Inorganic mulches can never easily decompose and do not effectively add quality to the soil. They can hold moisture, control weeds, keep the soil warm, and add a decorative look around your landscape.

  1. Pea Gravel
    Pea gravel is almost as perfect for landscaping and mulching as its organic counterparts to prevent weed growth and hold in moisture. You can get them near many various bodies of water. Each piece ranges from 1/8 inch to 3/8 inch and has smooth, natural colors such as gray, white, ecru, rust and translucent.

    Pea gravel does not decompose so it’s a good option for using in your landscape. You can use it in patios, paths, driveways and playgrounds, as it looks amazing in your landscape.

  2. Landscape Fabric
    Landscaping fabric is best for stopping weed growth. It comes as sheets to make a barrier between weeds and the upper layer of your soil bed. It does work perfectly if you set it up correctly in your garden. Don’t worry, it can easily allow air and water to pass through. It is best to use with organic mulches, and it decomposes faster than other inorganic mulches.
  3. Rock or Crusher Dust
    Lava rock, marble chips, crushed gravel or crusher dust will not break down. These types of mulches are attractive, making them a popular option for your walks and pathways. It is a one-time investment of cost and labor, so you can easily place them to add stunning looks to your landscape. You should not use them around shrubs, trees and other plants as they cannot conserve moisture and can cause heat stress in plants.

    Pumice rocks are special rocks that are the result of volcanic eruptions; they are a great addition to use as mulch. They are lightweight, retain moisture, and give good aeration to the soil bed. But they cannot break down fungi, molds or insects.

Advantages of Using Mulch

Mulches help your garden greatly by keeping down weed growth, retaining moisture and numerous other advantages.

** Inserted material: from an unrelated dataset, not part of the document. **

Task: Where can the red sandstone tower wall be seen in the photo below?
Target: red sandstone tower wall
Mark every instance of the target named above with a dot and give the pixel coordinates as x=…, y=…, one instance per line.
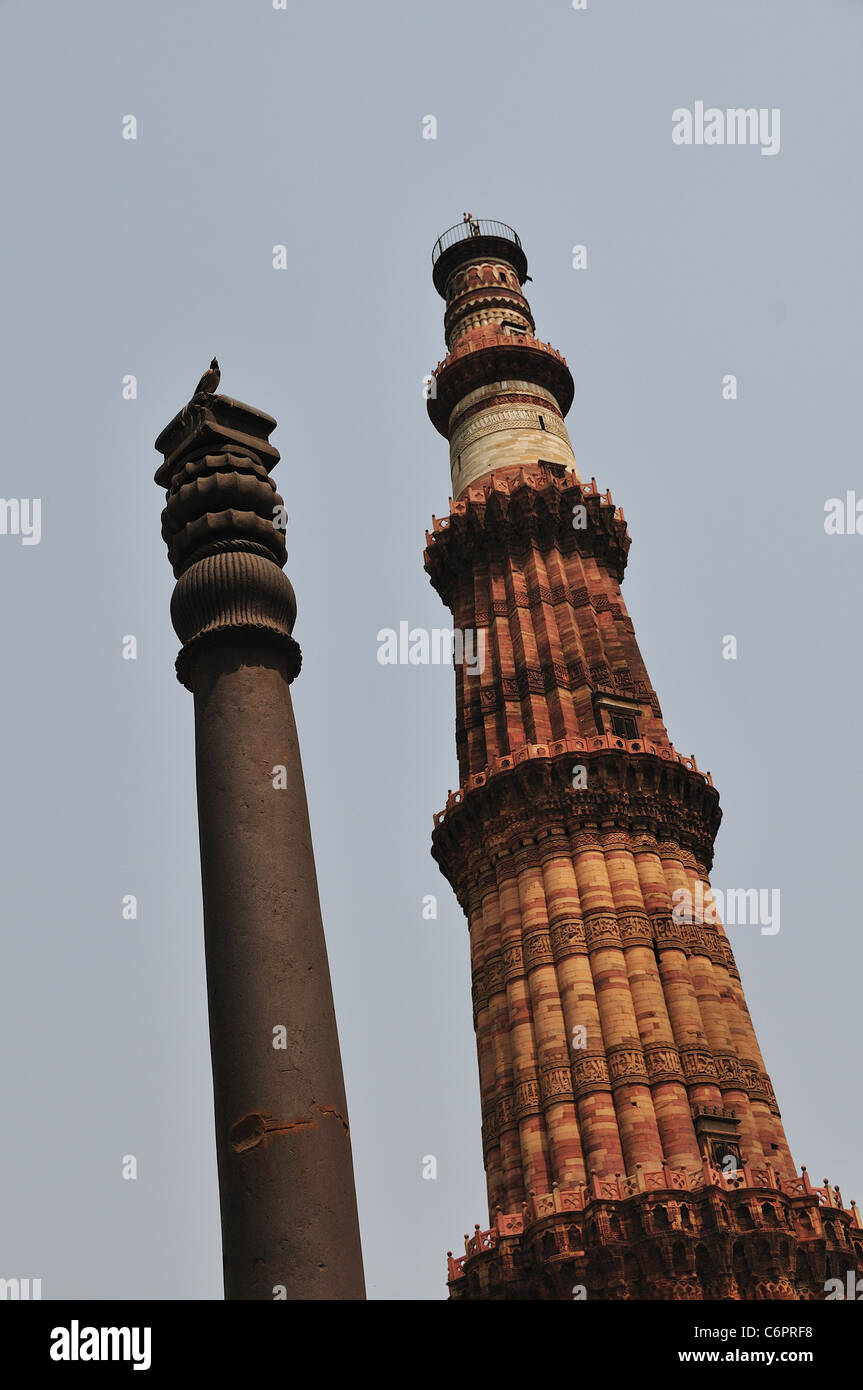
x=631, y=1136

  1. It helps to reduce lost water in soil. These mulches eventually reduce evaporation and improve water absorption when you water your garden or turn on sprinklers or rains.
  2. Mulches slowly reduce weed growth and control erosion.
  3. Organic mulches improve the minerals of soil to make it more ideal for planting.
  4. It protects the soil from hot and cold temperatures. Keep the soil warmer in winter and colder in summer.
  5. It can draw the attention of beneficial worms in the garden.
  6. Mulch adds beautiful color and texture as a part of your garden.

To get the greatest advantages from mulch, be sure to use the material appropriately. For instance, apply not so thick or nor too thin of a layer of mulch. Use a three-inch layer of organic mulch in the garden as it is usually the right amount for plants. Also, keep the mulch at least one inch away from the base of the plant and a foot distance from the tree. Mulch that contacts directly with the base of plants or trees can cause disease and pests as it decomposes.